Bioethicist Gregory Kaebnick, Ph.D., has an interesting take on the recently announced synthetic cell created by a team of researchers led by J. Craig Venter at the J. Craig Venter Instititute (JVCI). In a recent article in The Scientist entitled Is the “Synthetic Cell” about Life?, Kaebnick writes:
…the technical accomplishment is not quite what the JCVI press release claimed. It’s hard to see this as a synthetic species, or a synthetic organism, or a synthetic cell; it’s a synthetic genome of Mycoplasma mycoides, which is familiar enough. David Baltimore was closer to the truth when he told the New York Times that the researchers had not created life so much as mimicked it. It might be still more accurate to say that the researchers mimicked one part and borrowed the rest.
The explanation from the Venter camp is that the genome took over the cell, and since the genome is synthetic, therefore the cell is synthetic.

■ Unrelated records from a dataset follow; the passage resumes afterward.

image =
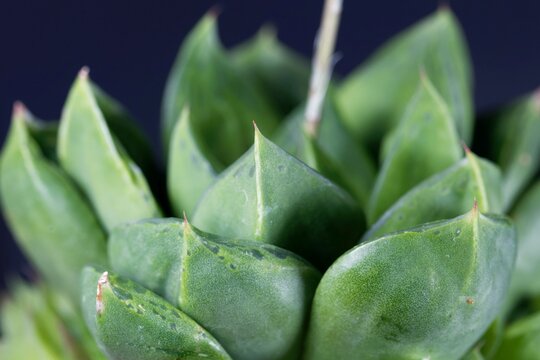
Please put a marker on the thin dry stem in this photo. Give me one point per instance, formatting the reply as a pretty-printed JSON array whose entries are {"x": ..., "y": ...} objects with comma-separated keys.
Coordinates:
[{"x": 322, "y": 65}]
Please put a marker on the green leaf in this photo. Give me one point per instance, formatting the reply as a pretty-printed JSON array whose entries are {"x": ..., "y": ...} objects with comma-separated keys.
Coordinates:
[
  {"x": 122, "y": 125},
  {"x": 333, "y": 153},
  {"x": 443, "y": 196},
  {"x": 525, "y": 279},
  {"x": 254, "y": 298},
  {"x": 270, "y": 196},
  {"x": 223, "y": 102},
  {"x": 424, "y": 143},
  {"x": 93, "y": 156},
  {"x": 521, "y": 340},
  {"x": 280, "y": 73},
  {"x": 51, "y": 221},
  {"x": 515, "y": 144},
  {"x": 130, "y": 322},
  {"x": 32, "y": 327},
  {"x": 424, "y": 293},
  {"x": 374, "y": 96},
  {"x": 189, "y": 172}
]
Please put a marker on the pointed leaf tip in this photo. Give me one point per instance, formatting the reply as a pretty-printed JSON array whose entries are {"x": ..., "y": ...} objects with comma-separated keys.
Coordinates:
[
  {"x": 84, "y": 72},
  {"x": 214, "y": 11},
  {"x": 474, "y": 210},
  {"x": 103, "y": 280},
  {"x": 19, "y": 109},
  {"x": 536, "y": 99},
  {"x": 443, "y": 6}
]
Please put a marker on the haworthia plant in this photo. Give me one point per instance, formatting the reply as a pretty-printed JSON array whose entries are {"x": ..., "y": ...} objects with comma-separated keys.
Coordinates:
[
  {"x": 259, "y": 297},
  {"x": 521, "y": 340},
  {"x": 33, "y": 327},
  {"x": 274, "y": 198},
  {"x": 186, "y": 156},
  {"x": 443, "y": 196},
  {"x": 300, "y": 245},
  {"x": 426, "y": 292},
  {"x": 53, "y": 222},
  {"x": 280, "y": 73},
  {"x": 222, "y": 101},
  {"x": 515, "y": 145},
  {"x": 424, "y": 143},
  {"x": 333, "y": 152},
  {"x": 130, "y": 322},
  {"x": 98, "y": 162},
  {"x": 374, "y": 97},
  {"x": 525, "y": 281}
]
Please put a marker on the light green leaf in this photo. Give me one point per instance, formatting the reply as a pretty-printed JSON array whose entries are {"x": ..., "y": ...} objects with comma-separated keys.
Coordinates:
[
  {"x": 130, "y": 322},
  {"x": 32, "y": 327},
  {"x": 51, "y": 221},
  {"x": 254, "y": 298},
  {"x": 223, "y": 102},
  {"x": 374, "y": 97},
  {"x": 515, "y": 144},
  {"x": 443, "y": 196},
  {"x": 424, "y": 293},
  {"x": 189, "y": 172},
  {"x": 334, "y": 153},
  {"x": 280, "y": 73},
  {"x": 90, "y": 153},
  {"x": 521, "y": 340},
  {"x": 270, "y": 196},
  {"x": 424, "y": 143}
]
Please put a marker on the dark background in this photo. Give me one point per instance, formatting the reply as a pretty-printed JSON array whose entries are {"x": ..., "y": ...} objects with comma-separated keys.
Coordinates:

But this assumes a strictly top-down control structure that some biologists now question. Why not say instead that the genome and the cell managed to work out their differences and collaborate, or even that the cell adopted the genome (and its identity)? Do we know enough to say which metaphor is most accurate?
Kaebnick raises an interesting point: is this synthetic cell life? If we grant that it is, what are the implications for either evolution or ID, if any? My initial thought is that what Venter et.al created is not life. In that respect, I think David Baltimore got it right in the above quote.
Still, its worth considering, is this life? If so, why? And, what are the implications for ID and/or evolution. Its hard to see how this helps evolution in that design is everywhere in the experiment. Indeed, if this cell does qualify as life, then it is clearly purposely, intelligently designed life.
I’d be interested in what the readers and posters here on UD think about all this.